Someone told me she didn't like this kind of 'moral' story. It's very hard to choose and there isn't any right or wrong.
It's kind of depressing, sin't it?
But I wasn't out to make everyone sit down to think about right or wrong. I guess I just want everyone to just think. What actually really captured my interest was the ending......
Judge Deed lifted the injunction. I believe it is a decision that any 'sensible' person would make.
Cut to the scene in the hospital, in Peter's room with a group of nurses and his parents. Peter knows they want to prepare for his operation and that the injunction has been lifted. he tried to pull of all the tubes that are attached to his body. He is struggling and kept saying 'No, no!'
His parents is trying to calm him and his mother keeps telling him to look at her and that it will be alright. Seeing his son's violent reaction, at one point, his father said:'Are you sure we're doing the right thing?' His mother shouted back:'Of course we are!'
Peter died in surgery. he did not wake up from the coma.

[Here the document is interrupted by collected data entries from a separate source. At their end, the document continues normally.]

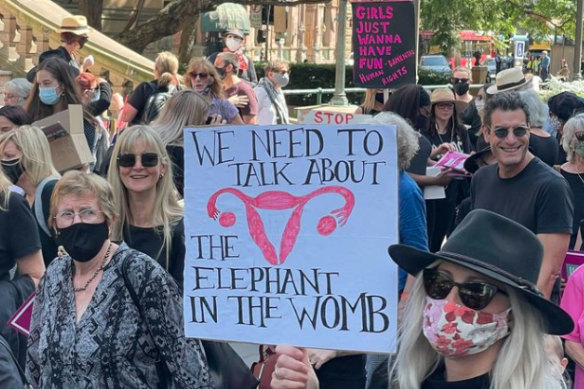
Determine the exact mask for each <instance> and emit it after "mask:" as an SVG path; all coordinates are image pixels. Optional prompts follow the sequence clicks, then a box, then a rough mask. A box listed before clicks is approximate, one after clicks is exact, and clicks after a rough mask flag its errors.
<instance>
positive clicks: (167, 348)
mask: <svg viewBox="0 0 584 389" xmlns="http://www.w3.org/2000/svg"><path fill="white" fill-rule="evenodd" d="M51 200H52V201H51V218H50V224H51V228H53V229H54V230H55V232H56V234H57V236H58V237H59V240H60V243H61V244H62V245H63V247H64V248H65V250H66V251H67V253H68V254H67V255H66V256H64V257H62V258H61V259H60V260H59V261H54V262H52V263H51V265H50V266H49V268H48V270H47V273H46V275H45V277H44V278H43V280H42V282H41V285H40V286H39V289H38V292H37V295H36V299H35V303H34V310H33V317H32V322H31V331H30V338H29V343H28V345H29V347H28V360H27V372H28V375H29V377H30V378H31V379H32V381H33V382H32V383H33V386H34V387H39V388H89V387H90V388H105V387H113V386H119V387H126V388H159V387H164V388H170V387H173V388H174V387H177V388H210V387H211V385H210V383H209V373H208V368H207V365H206V362H205V357H204V355H203V353H202V350H201V345H200V342H199V341H198V340H196V339H186V338H185V336H184V329H183V308H182V299H181V293H180V291H179V288H178V287H177V285H176V283H175V282H174V281H173V280H172V278H171V277H170V276H169V275H168V274H167V273H166V272H165V271H164V269H162V268H161V267H160V266H159V265H158V264H157V263H156V261H154V260H153V259H152V258H150V257H148V256H147V255H145V254H143V253H140V252H138V251H135V250H133V249H130V248H129V247H128V246H127V245H126V244H125V243H121V244H119V245H118V244H116V243H113V242H112V241H111V240H110V231H111V229H112V224H113V222H114V221H115V219H116V217H117V215H116V207H115V205H114V196H113V193H112V191H111V188H110V186H109V185H108V183H107V181H105V180H104V179H103V178H101V177H99V176H97V175H95V174H86V173H82V172H79V171H70V172H67V173H66V174H65V175H64V176H63V178H62V179H61V180H60V181H59V183H58V184H57V186H55V190H54V193H53V197H52V199H51Z"/></svg>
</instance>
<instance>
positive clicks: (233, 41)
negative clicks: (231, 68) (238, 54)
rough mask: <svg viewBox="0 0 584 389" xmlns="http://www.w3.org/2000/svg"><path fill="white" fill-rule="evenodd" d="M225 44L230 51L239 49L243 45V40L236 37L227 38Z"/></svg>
mask: <svg viewBox="0 0 584 389" xmlns="http://www.w3.org/2000/svg"><path fill="white" fill-rule="evenodd" d="M225 46H226V47H227V49H228V50H229V51H237V50H239V48H240V47H241V40H239V39H236V38H227V39H226V40H225Z"/></svg>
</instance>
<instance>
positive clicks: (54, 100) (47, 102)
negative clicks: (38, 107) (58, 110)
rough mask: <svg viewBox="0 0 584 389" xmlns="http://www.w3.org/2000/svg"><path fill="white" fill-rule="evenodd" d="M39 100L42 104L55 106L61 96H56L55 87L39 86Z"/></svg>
mask: <svg viewBox="0 0 584 389" xmlns="http://www.w3.org/2000/svg"><path fill="white" fill-rule="evenodd" d="M39 98H40V99H41V101H42V102H43V104H46V105H55V104H57V103H58V102H59V99H60V98H61V96H60V95H58V94H57V87H42V86H39Z"/></svg>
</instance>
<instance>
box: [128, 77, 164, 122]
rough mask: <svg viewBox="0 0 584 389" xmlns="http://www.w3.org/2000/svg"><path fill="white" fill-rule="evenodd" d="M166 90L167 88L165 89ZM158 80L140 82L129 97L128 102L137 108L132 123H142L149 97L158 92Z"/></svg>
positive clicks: (130, 104) (135, 107) (131, 105)
mask: <svg viewBox="0 0 584 389" xmlns="http://www.w3.org/2000/svg"><path fill="white" fill-rule="evenodd" d="M165 90H166V89H165ZM158 91H159V89H158V82H157V81H156V80H154V81H150V82H142V83H140V84H139V85H138V86H137V87H136V89H134V92H132V94H131V95H130V97H129V98H128V103H129V104H130V105H131V106H132V107H134V108H135V109H136V111H138V112H136V116H135V117H134V119H132V122H131V123H130V124H131V125H132V124H140V122H141V121H142V115H143V114H144V108H145V107H146V102H147V101H148V98H149V97H150V96H152V95H153V94H155V93H158Z"/></svg>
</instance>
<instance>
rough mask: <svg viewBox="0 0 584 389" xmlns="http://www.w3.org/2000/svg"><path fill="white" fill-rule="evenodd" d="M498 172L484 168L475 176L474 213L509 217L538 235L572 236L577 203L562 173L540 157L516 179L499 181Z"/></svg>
mask: <svg viewBox="0 0 584 389" xmlns="http://www.w3.org/2000/svg"><path fill="white" fill-rule="evenodd" d="M498 169H499V166H498V165H497V164H494V165H490V166H484V167H482V168H480V169H479V170H477V172H476V173H475V174H474V176H473V178H472V182H471V201H472V208H473V209H479V208H480V209H487V210H489V211H492V212H495V213H498V214H499V215H503V216H506V217H508V218H509V219H511V220H514V221H516V222H518V223H519V224H522V225H523V226H524V227H526V228H528V229H529V230H531V232H533V233H534V234H545V233H551V234H553V233H569V234H570V233H572V228H573V223H572V222H573V212H574V200H573V195H572V191H571V190H570V187H569V186H568V183H567V182H566V180H565V179H564V178H563V177H562V176H561V175H560V173H558V172H556V171H555V170H554V169H553V168H551V167H549V166H547V165H546V164H545V163H543V162H542V161H541V160H540V159H539V158H537V157H535V158H533V160H532V161H530V162H529V164H528V165H527V166H526V167H525V168H524V169H523V170H522V171H521V172H520V173H519V174H517V175H516V176H515V177H512V178H507V179H501V178H499V170H498Z"/></svg>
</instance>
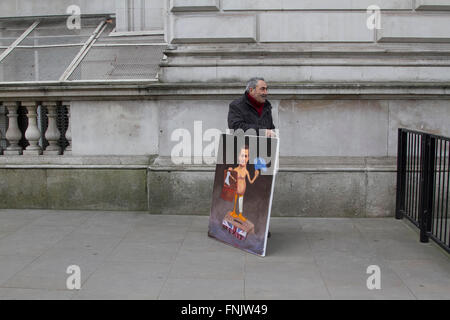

I guess you could say he willed himself to die. He did not want to live on terms that are against his beliefs.
- Is what we think that is the best for another person really the best?
- Are you prepared to die for your beliefs?
- Does one person's effort count?
- Have we lived each day as if it's the last?
Will we look back with no regrets?
I think neither Peter nor his parents regret their choices and decisions. I'm certain given the same choices and situation again, the same decisions will be made.